3. Alerting on Symptoms, Not Causes

"Latency is high" is a symptom. "Model API latency p95 exceeds 10s" is a cause. Alert on specific, actionable metrics.

4. No Baseline

You can't spot anomalies without knowing what's normal. Run your agent for a week, establish baselines for latency, cost, steps, and token usage, then set alerts relative to those baselines.

Checklist: Agent Observability Essentials

Tracing: Every request gets a trace with spans for LLM calls, tool calls, and decisions
Logging: Structured JSON logs with request_id, costs, tokens, latency
Metrics: Latency (p50/p95/p99), cost per request, tokens per request, error rate, tool success rate
Cost tracking: Per-request, daily, and monthly cost with budget alerts
Error categorization: LLM errors vs tool errors vs guardrail blocks vs user errors
Dashboard: Overview + deep dive + tools + cost panels
Alerts: Latency spikes, cost overruns, error rate increase, guardrail trigger rate
Replay: Ability to reproduce past requests for debugging
Sampling: Full traces for errors, sampled for success

Want to stay current on agent observability tools and practices? AI Agents Weekly covers production patterns, new tools, and real-world debugging stories 3x/week.

Conclusion

Observability is the difference between "the agent seems to work" and "the agent provably works." Without traces, you're guessing. Without structured logs, you're grepping. Without metrics, you're reacting instead of preventing.

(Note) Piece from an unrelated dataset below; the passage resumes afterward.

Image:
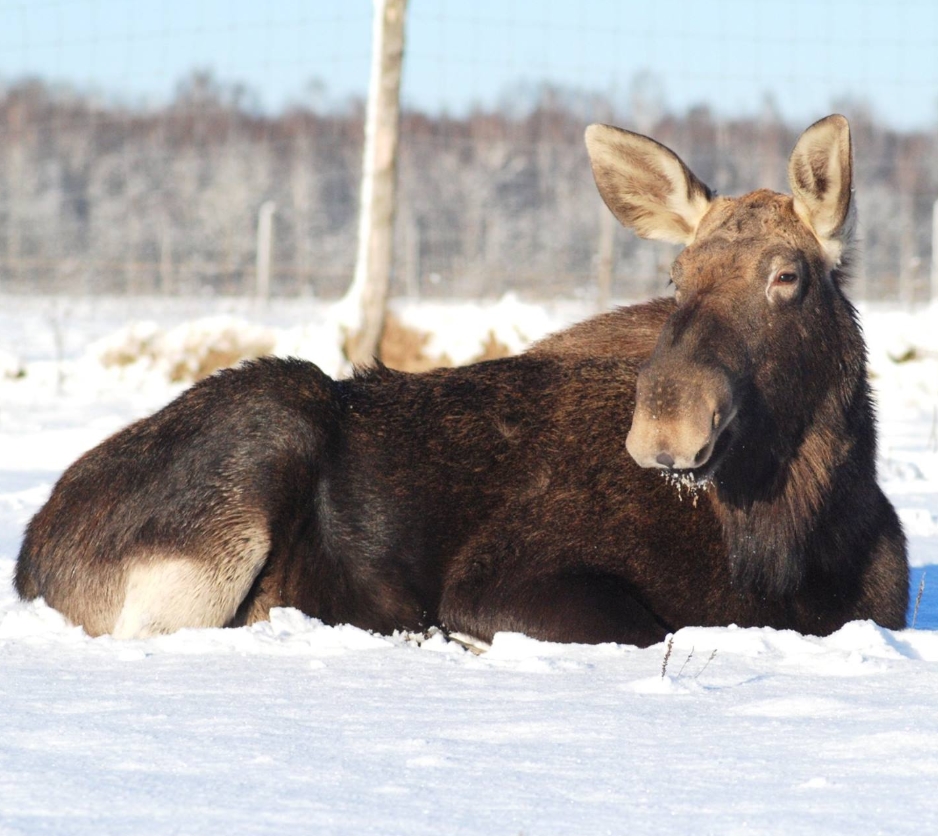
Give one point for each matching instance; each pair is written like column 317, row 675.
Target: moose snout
column 678, row 420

Start with the basics: structured logging with request IDs and cost tracking. Add tracing when you need to debug specific failures. Build dashboards when you have enough data to establish baselines. The investment pays off the first time you diagnose a production issue in minutes instead of hours.

Your agent's reliability is only as good as your ability to see what it's doing.